Program Hardening Framework Against Low-Level Exploitation

This research topic focuses on program hardening technologies that strengthen software systems against low-level exploitation such as memory corruption attacks. Program hardening seeks to raise the attacker’s cost by fundamentally altering how programs are structured, represented, and executed, rather than relying solely on vulnerability elimination. Within this scope, program partitioning, code obfuscation, and Trusted Execution Environments (TEEs) form three mutually reinforcing pillars. Program partitioning restructures applications by separating security-critical components from less trusted logic, thereby minimizing the attack surface. Obfuscation further complicates exploitation by obscuring control flow, data layouts, and memory access patterns, degrading the attacker’s ability to reliably construct exploits or reuse gadgets even in the presence of vulnerabilities. TEEs complement these software-level defenses by providing hardware-enforced isolation, ensuring that sensitive code and data remain protected even if an attacker gains root privileges.

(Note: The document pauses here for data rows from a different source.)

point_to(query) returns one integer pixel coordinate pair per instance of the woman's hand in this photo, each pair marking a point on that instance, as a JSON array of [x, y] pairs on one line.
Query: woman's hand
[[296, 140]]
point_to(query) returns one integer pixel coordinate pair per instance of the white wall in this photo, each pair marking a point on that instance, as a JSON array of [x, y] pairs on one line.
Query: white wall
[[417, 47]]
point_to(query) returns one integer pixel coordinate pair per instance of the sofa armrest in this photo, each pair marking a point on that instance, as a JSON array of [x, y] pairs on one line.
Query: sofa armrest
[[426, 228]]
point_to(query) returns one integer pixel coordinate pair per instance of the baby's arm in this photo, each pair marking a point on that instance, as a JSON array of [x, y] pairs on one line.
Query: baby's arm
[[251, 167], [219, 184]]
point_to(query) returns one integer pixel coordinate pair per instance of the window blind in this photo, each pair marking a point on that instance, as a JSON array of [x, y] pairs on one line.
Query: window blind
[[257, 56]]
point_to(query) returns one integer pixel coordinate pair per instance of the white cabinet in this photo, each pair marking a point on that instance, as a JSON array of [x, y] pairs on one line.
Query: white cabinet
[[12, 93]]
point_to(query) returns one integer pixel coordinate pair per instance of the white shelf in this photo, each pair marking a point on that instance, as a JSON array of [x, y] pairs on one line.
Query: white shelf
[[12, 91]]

Attacks and Defenses in Connected Autonomous Vehicles

With the development of the automotive industry, the security of connected and autonomous vehicles (CAVs) has become a hot research field in recent years. However, previous studies mainly focus on the threats and defending mechanisms from the networking perspective, while newly emerging attacks are targeting more core components of CAVs such as OS and AI. Therefore, the defense methods against these attacks are urgently needed. In this paper, we revisit emerging attacks and their technical countermeasures for CAVs in a layered inventory, including in-vehicle systems, V2X, and self-driving. This project aims to provide insights into potential new attack vectors and their countermeasures for CAVs. We hope to shed light on future research in this area.


Securing Industrial Control Systems

Industrial control systems generally lack security design from the beginning. The design mainly considers the real-time performance, reliability and stability of the system, sacrificing security for real-time performance. Traditional IT security solutions such as identity authentication, authorization, and encryption are not suitable for industrial control systems. There are a large number of vulnerabilities in industrial devices and protocols. According to the national CNVD statistics, as of September 2021, the number of industrial control system vulnerabilities has exceeded 3,100, while security vendors, hackers and other organizations may have far more vulnerabilities than CNVD statistics. However, key industrial devices are closed and difficult to update. These loopholes may be maliciously exploited at critical moments, resulting in production theft, monitoring, and destruction. Furthermore, the accelerated integration of IT&OT has led to the exposure of more and more security threats since the industrial control systems are changing from close to open, from stand-alone to interconnected, and more and more devices are directly exposed to attackers. This project aims to secure PLC/RTU in industrial control systems. The involved techniques include hardware secure accelerator, device fingerprinting, lightweight identity authentication, etc.